Padişah teftişe geldiğinde sütunların kısaldığını görüp çok öfkelenir ve mimarın iki kolunu bilek hizasından kestirir.
Fakat mimar kendisinin hatalı olmadığını, üstelik bu emrin mahkemesiz uygulandığını gerekçe göstererek Padişah aleyhine dava açar. 
Taraflar mahkemeye gelir. Fatih, alışkanlıkla divana oturmaya hazırlanırken, Kadı Hızır Bey öfkeyle:
- Bey! Şer-i şerif huzurunda padişah ile halk arasında hiçbir fark yoktur! Davacının yanında ayakta durunuz, der.
Kadı Hızır Bey, mimarın şikâyetini haklı bularak kısasa karar verir. Yani “Sultan’ın da eli kesilsin” der.
Padişah mimara tazminat teklif eder. Mimar: 
- Asla kabul etmiyorum, deyince, kadı, Fatih’in kollarının aynı yerden ve aynı vasıtalarla kesilmesine karar verir.
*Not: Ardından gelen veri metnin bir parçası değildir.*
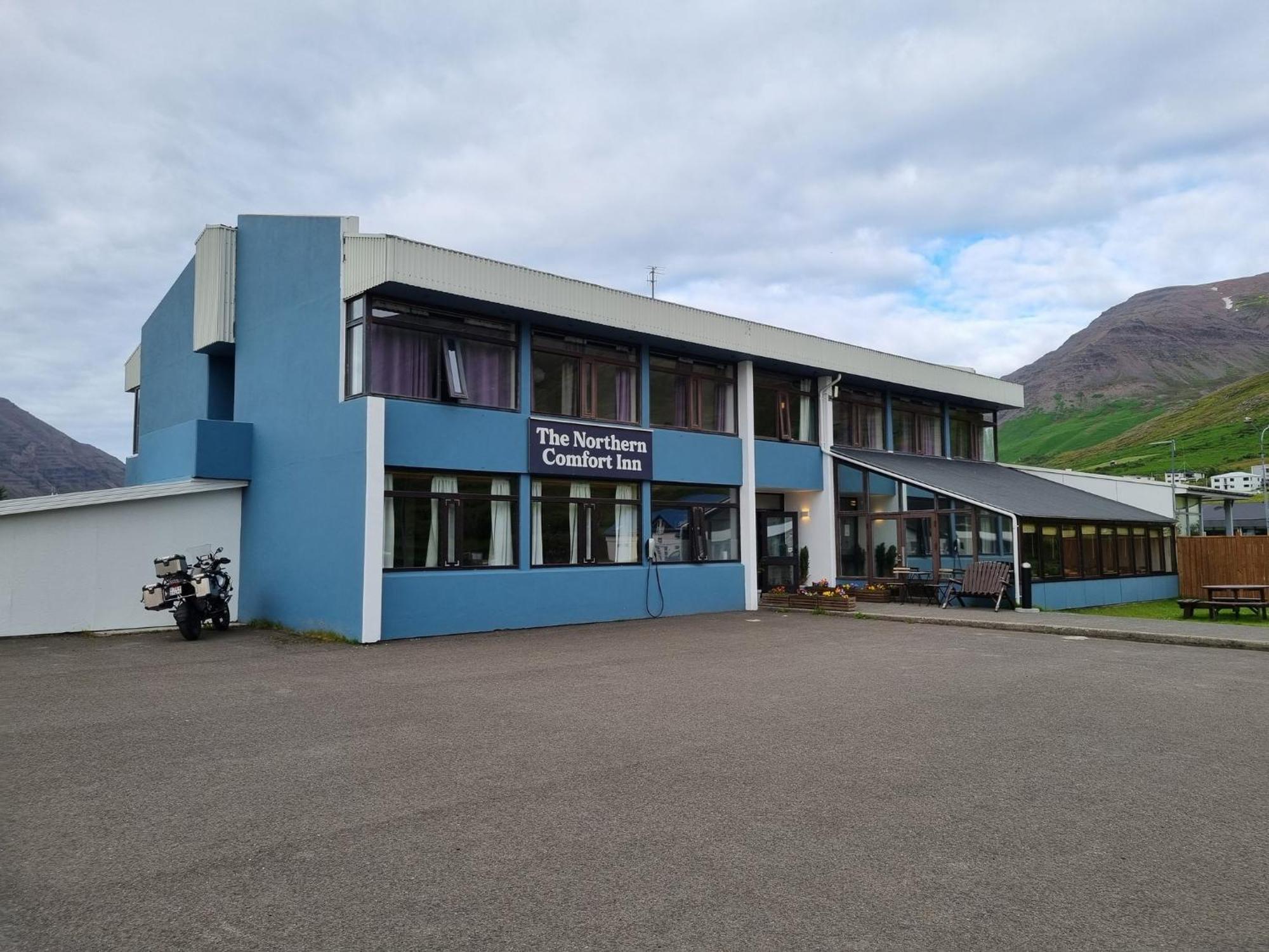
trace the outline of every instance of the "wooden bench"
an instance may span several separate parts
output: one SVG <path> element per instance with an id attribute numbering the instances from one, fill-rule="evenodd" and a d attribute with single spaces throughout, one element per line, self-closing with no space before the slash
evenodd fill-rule
<path id="1" fill-rule="evenodd" d="M 947 594 L 943 597 L 943 608 L 952 604 L 964 605 L 966 597 L 990 598 L 995 600 L 992 611 L 1000 611 L 1001 600 L 1009 602 L 1014 607 L 1014 599 L 1009 594 L 1009 576 L 1013 574 L 1009 562 L 973 562 L 964 570 L 963 579 L 948 581 Z"/>
<path id="2" fill-rule="evenodd" d="M 1195 608 L 1206 608 L 1208 618 L 1216 618 L 1216 613 L 1222 608 L 1232 608 L 1233 617 L 1239 617 L 1240 608 L 1251 609 L 1251 614 L 1269 618 L 1269 602 L 1260 602 L 1254 598 L 1178 598 L 1176 607 L 1181 609 L 1181 618 L 1193 618 Z"/>

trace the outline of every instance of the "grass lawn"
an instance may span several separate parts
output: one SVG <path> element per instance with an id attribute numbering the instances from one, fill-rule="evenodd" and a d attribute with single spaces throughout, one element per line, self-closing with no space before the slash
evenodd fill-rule
<path id="1" fill-rule="evenodd" d="M 1166 618 L 1169 621 L 1194 621 L 1203 625 L 1212 625 L 1207 617 L 1206 608 L 1195 608 L 1193 618 L 1181 618 L 1181 609 L 1176 607 L 1175 598 L 1161 598 L 1156 602 L 1127 602 L 1122 605 L 1103 605 L 1100 608 L 1071 608 L 1068 614 L 1108 614 L 1114 618 Z M 1269 630 L 1269 622 L 1264 622 L 1259 616 L 1250 614 L 1246 609 L 1235 617 L 1228 611 L 1218 612 L 1216 621 L 1221 625 L 1259 625 Z"/>

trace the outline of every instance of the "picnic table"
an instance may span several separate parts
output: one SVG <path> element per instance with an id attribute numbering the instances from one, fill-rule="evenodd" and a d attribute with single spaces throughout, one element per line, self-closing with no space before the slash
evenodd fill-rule
<path id="1" fill-rule="evenodd" d="M 1232 609 L 1235 617 L 1241 609 L 1247 608 L 1253 616 L 1259 614 L 1261 618 L 1269 618 L 1269 584 L 1204 585 L 1203 592 L 1207 593 L 1206 599 L 1176 599 L 1183 618 L 1193 618 L 1195 608 L 1206 608 L 1209 618 L 1216 618 L 1216 613 L 1222 608 Z"/>

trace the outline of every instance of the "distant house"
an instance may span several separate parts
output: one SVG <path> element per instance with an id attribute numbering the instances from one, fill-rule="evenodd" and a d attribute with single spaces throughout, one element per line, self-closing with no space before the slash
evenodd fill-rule
<path id="1" fill-rule="evenodd" d="M 1203 534 L 1225 534 L 1225 509 L 1220 505 L 1203 506 Z M 1264 536 L 1265 534 L 1265 508 L 1263 503 L 1235 503 L 1233 504 L 1233 534 L 1235 536 Z"/>
<path id="2" fill-rule="evenodd" d="M 1246 472 L 1222 472 L 1208 480 L 1212 489 L 1233 490 L 1235 493 L 1255 493 L 1264 482 L 1264 477 Z"/>

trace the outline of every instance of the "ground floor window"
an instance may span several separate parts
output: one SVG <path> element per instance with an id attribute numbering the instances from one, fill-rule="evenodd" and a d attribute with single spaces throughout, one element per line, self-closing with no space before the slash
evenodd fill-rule
<path id="1" fill-rule="evenodd" d="M 1022 524 L 1023 561 L 1039 580 L 1175 571 L 1171 526 Z"/>
<path id="2" fill-rule="evenodd" d="M 515 565 L 516 476 L 392 471 L 383 479 L 383 567 Z"/>
<path id="3" fill-rule="evenodd" d="M 737 490 L 654 482 L 652 545 L 660 562 L 739 561 Z"/>
<path id="4" fill-rule="evenodd" d="M 533 565 L 628 565 L 640 561 L 637 482 L 533 480 Z"/>

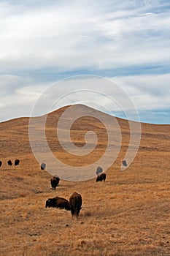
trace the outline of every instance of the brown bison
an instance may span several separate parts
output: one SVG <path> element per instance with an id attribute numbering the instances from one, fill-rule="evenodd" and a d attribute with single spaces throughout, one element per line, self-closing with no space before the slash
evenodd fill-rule
<path id="1" fill-rule="evenodd" d="M 46 167 L 46 164 L 45 162 L 42 162 L 41 164 L 41 170 L 45 170 Z"/>
<path id="2" fill-rule="evenodd" d="M 96 182 L 98 182 L 98 181 L 100 181 L 100 182 L 101 182 L 101 181 L 105 181 L 106 178 L 107 178 L 106 173 L 101 173 L 101 175 L 98 175 L 98 176 L 97 176 Z"/>
<path id="3" fill-rule="evenodd" d="M 53 190 L 55 190 L 56 187 L 58 185 L 58 183 L 60 181 L 60 178 L 59 177 L 56 177 L 56 176 L 53 176 L 51 180 L 51 187 L 52 187 L 52 189 Z"/>
<path id="4" fill-rule="evenodd" d="M 98 176 L 99 173 L 101 173 L 103 172 L 103 169 L 101 168 L 101 167 L 98 166 L 97 170 L 96 170 L 96 175 Z"/>
<path id="5" fill-rule="evenodd" d="M 77 218 L 82 208 L 82 196 L 76 192 L 73 193 L 69 197 L 70 210 L 72 217 L 75 216 Z"/>
<path id="6" fill-rule="evenodd" d="M 8 163 L 8 165 L 12 165 L 12 162 L 11 160 L 8 160 L 7 163 Z"/>
<path id="7" fill-rule="evenodd" d="M 59 197 L 49 198 L 46 201 L 45 207 L 56 207 L 61 209 L 70 211 L 69 202 L 66 199 Z"/>
<path id="8" fill-rule="evenodd" d="M 15 159 L 14 162 L 14 165 L 19 165 L 20 160 L 19 159 Z"/>
<path id="9" fill-rule="evenodd" d="M 128 166 L 127 162 L 126 162 L 125 160 L 123 160 L 122 161 L 122 165 L 123 165 L 123 166 Z"/>

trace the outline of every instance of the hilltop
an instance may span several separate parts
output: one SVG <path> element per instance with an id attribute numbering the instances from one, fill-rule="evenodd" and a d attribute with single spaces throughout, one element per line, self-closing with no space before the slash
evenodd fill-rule
<path id="1" fill-rule="evenodd" d="M 92 116 L 113 118 L 87 106 L 78 107 L 80 112 L 88 110 Z M 97 118 L 79 118 L 72 126 L 74 145 L 80 148 L 85 145 L 88 130 L 98 135 L 98 143 L 85 157 L 69 157 L 56 138 L 58 121 L 67 108 L 32 118 L 31 125 L 38 130 L 39 124 L 47 118 L 46 136 L 54 155 L 68 165 L 85 166 L 103 154 L 107 135 Z M 0 123 L 1 255 L 170 255 L 170 125 L 141 124 L 138 152 L 131 165 L 121 171 L 130 130 L 127 120 L 116 120 L 121 148 L 106 172 L 105 184 L 96 183 L 95 177 L 80 182 L 61 180 L 56 191 L 50 189 L 51 175 L 40 171 L 32 153 L 30 118 Z M 9 159 L 14 162 L 16 158 L 20 159 L 20 165 L 7 165 Z M 83 198 L 78 220 L 66 211 L 45 208 L 47 198 L 58 195 L 68 199 L 74 191 Z"/>

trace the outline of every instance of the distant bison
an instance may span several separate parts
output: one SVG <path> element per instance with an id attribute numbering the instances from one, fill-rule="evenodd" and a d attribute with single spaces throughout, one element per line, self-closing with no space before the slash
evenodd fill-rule
<path id="1" fill-rule="evenodd" d="M 45 170 L 46 167 L 46 164 L 45 162 L 42 162 L 41 165 L 41 170 Z"/>
<path id="2" fill-rule="evenodd" d="M 66 211 L 70 211 L 70 206 L 69 201 L 63 197 L 55 197 L 49 198 L 46 201 L 45 207 L 56 207 Z"/>
<path id="3" fill-rule="evenodd" d="M 20 160 L 19 159 L 15 159 L 15 162 L 14 162 L 14 165 L 19 165 L 19 163 L 20 163 Z"/>
<path id="4" fill-rule="evenodd" d="M 52 187 L 52 189 L 55 190 L 56 187 L 58 185 L 58 183 L 60 181 L 60 178 L 59 177 L 56 177 L 56 176 L 53 176 L 51 178 L 51 187 Z"/>
<path id="5" fill-rule="evenodd" d="M 122 165 L 123 165 L 123 166 L 128 166 L 127 162 L 126 162 L 125 160 L 123 160 L 122 161 Z"/>
<path id="6" fill-rule="evenodd" d="M 97 170 L 96 170 L 96 175 L 98 176 L 99 173 L 101 173 L 103 172 L 103 169 L 101 168 L 101 167 L 98 166 Z"/>
<path id="7" fill-rule="evenodd" d="M 72 217 L 75 216 L 78 217 L 79 213 L 82 208 L 82 202 L 81 195 L 76 192 L 69 197 L 70 210 Z"/>
<path id="8" fill-rule="evenodd" d="M 12 165 L 12 162 L 11 160 L 8 160 L 7 163 L 8 163 L 8 165 Z"/>
<path id="9" fill-rule="evenodd" d="M 101 173 L 101 175 L 98 175 L 98 176 L 97 176 L 96 182 L 98 182 L 98 181 L 105 181 L 106 178 L 107 178 L 106 173 Z"/>

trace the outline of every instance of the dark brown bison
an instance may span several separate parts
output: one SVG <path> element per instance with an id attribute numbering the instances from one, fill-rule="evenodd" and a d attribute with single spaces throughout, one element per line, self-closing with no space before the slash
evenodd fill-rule
<path id="1" fill-rule="evenodd" d="M 75 216 L 77 218 L 82 208 L 82 196 L 76 192 L 73 193 L 69 197 L 70 210 L 72 217 Z"/>
<path id="2" fill-rule="evenodd" d="M 98 175 L 98 176 L 97 176 L 96 182 L 98 182 L 98 181 L 105 181 L 106 178 L 107 178 L 106 173 L 101 173 L 101 175 Z"/>
<path id="3" fill-rule="evenodd" d="M 41 164 L 41 170 L 45 170 L 46 167 L 46 164 L 45 162 L 42 162 Z"/>
<path id="4" fill-rule="evenodd" d="M 19 159 L 15 159 L 14 162 L 14 165 L 19 165 L 20 160 Z"/>
<path id="5" fill-rule="evenodd" d="M 53 176 L 51 178 L 51 187 L 52 187 L 52 189 L 55 190 L 56 187 L 58 185 L 58 183 L 60 181 L 60 178 L 59 177 L 56 177 L 56 176 Z"/>
<path id="6" fill-rule="evenodd" d="M 12 165 L 12 162 L 11 160 L 8 160 L 7 163 L 8 163 L 8 165 Z"/>
<path id="7" fill-rule="evenodd" d="M 128 166 L 127 162 L 126 162 L 125 160 L 123 160 L 122 161 L 122 165 L 123 165 L 123 166 Z"/>
<path id="8" fill-rule="evenodd" d="M 96 170 L 96 175 L 98 176 L 99 173 L 101 173 L 103 172 L 103 169 L 101 168 L 101 167 L 98 166 L 97 170 Z"/>
<path id="9" fill-rule="evenodd" d="M 56 207 L 70 211 L 69 202 L 66 199 L 59 197 L 49 198 L 46 201 L 45 207 Z"/>

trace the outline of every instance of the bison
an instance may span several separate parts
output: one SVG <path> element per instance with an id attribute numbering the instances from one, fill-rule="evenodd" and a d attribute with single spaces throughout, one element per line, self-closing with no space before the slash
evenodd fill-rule
<path id="1" fill-rule="evenodd" d="M 45 170 L 46 167 L 46 164 L 45 162 L 42 162 L 41 164 L 41 170 Z"/>
<path id="2" fill-rule="evenodd" d="M 8 165 L 12 165 L 12 162 L 11 160 L 8 160 L 7 163 L 8 163 Z"/>
<path id="3" fill-rule="evenodd" d="M 60 181 L 60 178 L 59 177 L 56 177 L 56 176 L 53 176 L 51 180 L 51 187 L 52 187 L 52 189 L 53 190 L 55 190 L 56 187 L 58 185 L 58 183 Z"/>
<path id="4" fill-rule="evenodd" d="M 103 172 L 103 169 L 101 168 L 101 167 L 98 166 L 97 170 L 96 170 L 96 175 L 98 176 L 99 173 L 101 173 Z"/>
<path id="5" fill-rule="evenodd" d="M 14 165 L 19 165 L 20 160 L 19 159 L 15 159 L 14 162 Z"/>
<path id="6" fill-rule="evenodd" d="M 96 182 L 98 182 L 98 181 L 105 181 L 106 178 L 107 178 L 106 173 L 101 173 L 101 175 L 98 175 L 98 176 L 97 176 Z"/>
<path id="7" fill-rule="evenodd" d="M 82 196 L 76 192 L 69 197 L 70 210 L 72 217 L 79 217 L 80 211 L 82 208 Z"/>
<path id="8" fill-rule="evenodd" d="M 123 165 L 123 166 L 128 166 L 127 162 L 126 162 L 125 160 L 123 160 L 122 161 L 122 165 Z"/>
<path id="9" fill-rule="evenodd" d="M 49 198 L 46 201 L 45 207 L 56 207 L 70 211 L 69 202 L 66 199 L 59 197 Z"/>

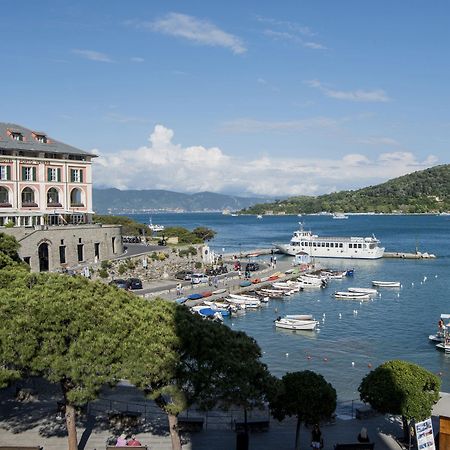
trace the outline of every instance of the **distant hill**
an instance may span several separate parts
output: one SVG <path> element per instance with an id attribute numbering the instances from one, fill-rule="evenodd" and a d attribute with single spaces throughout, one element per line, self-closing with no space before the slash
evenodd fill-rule
<path id="1" fill-rule="evenodd" d="M 328 212 L 427 213 L 450 211 L 450 165 L 441 165 L 394 178 L 376 186 L 317 197 L 291 197 L 256 204 L 244 214 L 311 214 Z"/>
<path id="2" fill-rule="evenodd" d="M 164 190 L 93 189 L 94 210 L 98 214 L 141 211 L 237 211 L 269 201 L 257 197 L 199 192 L 182 194 Z"/>

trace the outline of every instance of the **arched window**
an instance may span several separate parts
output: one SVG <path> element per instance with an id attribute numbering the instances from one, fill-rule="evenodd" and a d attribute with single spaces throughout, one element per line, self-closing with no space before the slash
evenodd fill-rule
<path id="1" fill-rule="evenodd" d="M 70 192 L 70 206 L 84 206 L 81 189 L 75 188 Z"/>
<path id="2" fill-rule="evenodd" d="M 9 190 L 5 187 L 0 187 L 0 207 L 11 206 L 9 203 Z"/>
<path id="3" fill-rule="evenodd" d="M 22 191 L 22 206 L 37 206 L 34 200 L 34 191 L 31 188 L 25 188 Z"/>
<path id="4" fill-rule="evenodd" d="M 47 206 L 61 206 L 58 189 L 50 188 L 47 191 Z"/>

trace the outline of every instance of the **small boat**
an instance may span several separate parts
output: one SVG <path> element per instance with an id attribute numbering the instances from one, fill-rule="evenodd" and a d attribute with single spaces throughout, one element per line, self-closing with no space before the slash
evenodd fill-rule
<path id="1" fill-rule="evenodd" d="M 284 318 L 290 320 L 314 320 L 311 314 L 286 314 Z"/>
<path id="2" fill-rule="evenodd" d="M 224 292 L 227 292 L 227 290 L 226 289 L 217 289 L 216 291 L 213 291 L 212 294 L 219 295 L 219 294 L 223 294 Z"/>
<path id="3" fill-rule="evenodd" d="M 348 216 L 346 216 L 344 213 L 334 213 L 333 219 L 348 219 Z"/>
<path id="4" fill-rule="evenodd" d="M 366 300 L 370 298 L 370 294 L 364 294 L 363 292 L 348 292 L 341 291 L 335 292 L 334 298 L 348 299 L 348 300 Z"/>
<path id="5" fill-rule="evenodd" d="M 347 289 L 349 292 L 360 292 L 362 294 L 369 294 L 369 295 L 376 295 L 378 294 L 378 291 L 376 289 L 372 289 L 372 288 L 348 288 Z"/>
<path id="6" fill-rule="evenodd" d="M 312 331 L 319 324 L 317 320 L 293 320 L 278 317 L 275 321 L 277 328 L 284 328 L 286 330 L 309 330 Z"/>
<path id="7" fill-rule="evenodd" d="M 372 281 L 372 285 L 377 287 L 401 287 L 400 281 Z"/>

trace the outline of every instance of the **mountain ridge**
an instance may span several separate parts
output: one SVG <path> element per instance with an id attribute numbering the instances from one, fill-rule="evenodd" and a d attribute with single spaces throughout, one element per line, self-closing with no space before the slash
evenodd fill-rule
<path id="1" fill-rule="evenodd" d="M 327 212 L 439 213 L 450 211 L 450 164 L 434 166 L 357 190 L 296 196 L 255 204 L 243 214 Z"/>
<path id="2" fill-rule="evenodd" d="M 185 194 L 163 189 L 93 189 L 94 210 L 98 214 L 147 211 L 236 211 L 269 200 L 271 199 L 264 197 L 239 197 L 207 191 Z"/>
 Mahkemeyi takip için oraya koşmuş bulunan devlet ricali mimara diyeti kabul etmesi için yalvarır. Mimar: 
- Şu beylerin ve paşaların yakarmaları ve davalının bu ümmet için daha çok hizmet edecek mühim bir şahsiyet olmasından dolayı diyeti kabul edip, kısas talebinden vazgeçiyorum. Orada bulunanlar:
- Allahü ekber! Allahü ekber! Nidalarıyla Kadı’nın makam odasını inletirler.

 

UYARI: Küfür, hakaret, bir grup, ırk ya da kişiyi aşağılayan imalar içeren, inançlara saldıran yorumlar onaylanmamaktır. Türkçe imla kurallarına dikkat edilmeyen, büyük harflerle yazılan metinler dikkate alınmamaktadır.
Sonraki Haber Yükleniyor...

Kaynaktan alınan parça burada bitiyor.